On Jul 11, 2016, at 3:46 AM, Jaap Keuter <jaap.keuter@xxxxxxxxx> wrote:
> Since (not so) recently the Coverity code analysis has added a checker for so called tainted data. This data is considered coming from an external source (eg. the network) hence suspicious until validated. Using these tainted values is considered a risk. In general this is true, Wireshark on the other hand is intended and designed to handle suspicious / (very) possibly wrong network data (that’s what we’re using it for, amongst other things). So even though data is tainted, many cases the use of the TVB, etc. protects us from the problems envisioned by the checker writers.
>
> So what to so with these Coverity issues. Before we start to implement all kinds of arbitrary checks (duplicating effort already handled by the tvb code) and limits (mostly arbitrary) we should consider is this checker is really valuable in this context.
For what it's worth, CIDs 1363031 and 1363032, for example, have complaints about "tainted" data, and they were real bugs.

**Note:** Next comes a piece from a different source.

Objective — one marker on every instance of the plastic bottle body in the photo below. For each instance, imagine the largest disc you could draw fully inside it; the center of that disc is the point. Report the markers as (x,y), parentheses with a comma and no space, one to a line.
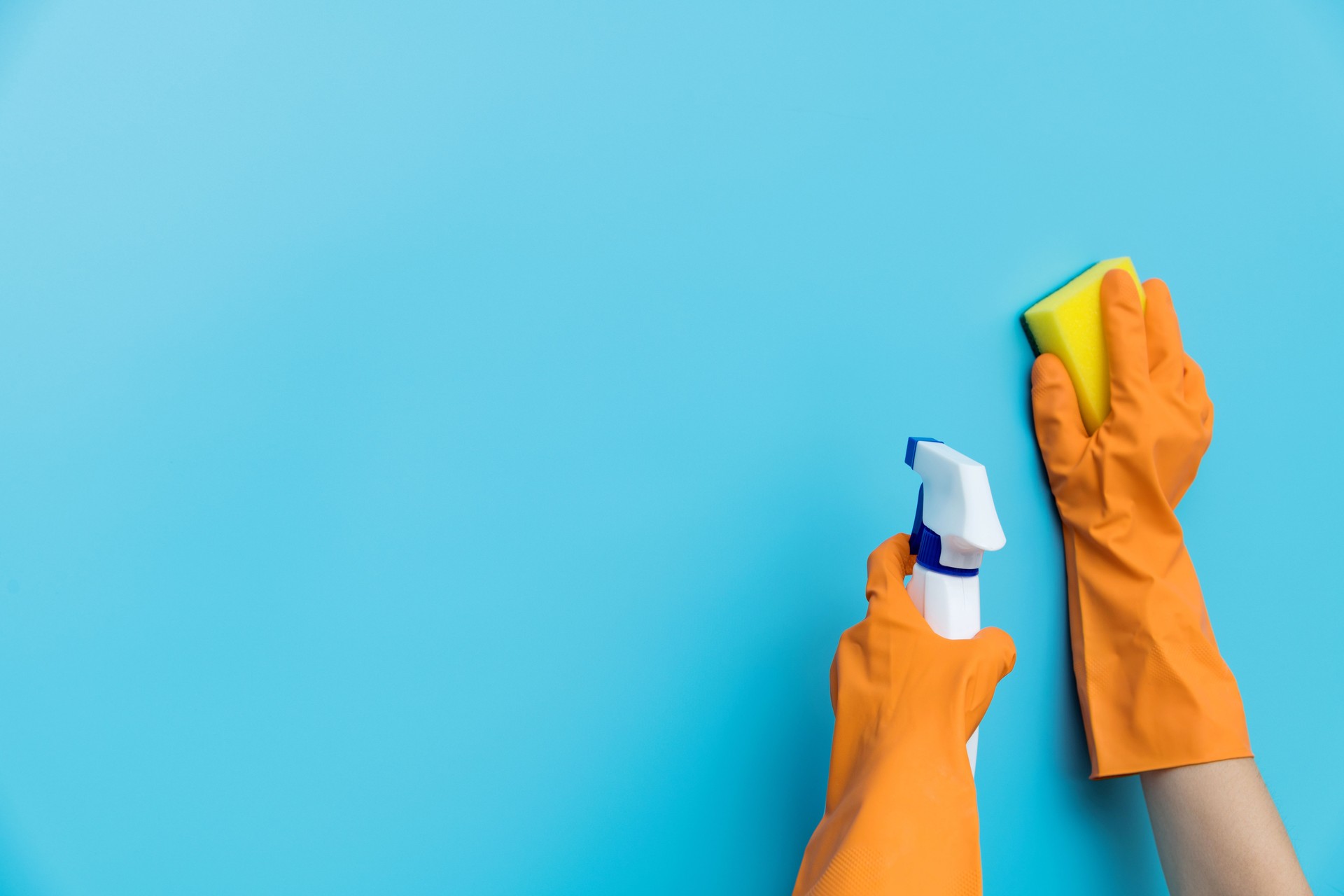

The Coverity reports did *not* do a good job of reporting the *real* problems for those two CIDs, which is that the code was assuming that some item's length field had a value <= X, for some value of X, and wasn't bothering to check whether it was > X and reporting an error in that case rather than blithely treating (X - value) as if it were the length of the remaining data even if it happens to be negative.
However, if the complaint is just due to Coverity not realizing that we *are* doing the necessary checks, we should find some way to tell Coverity "trust us".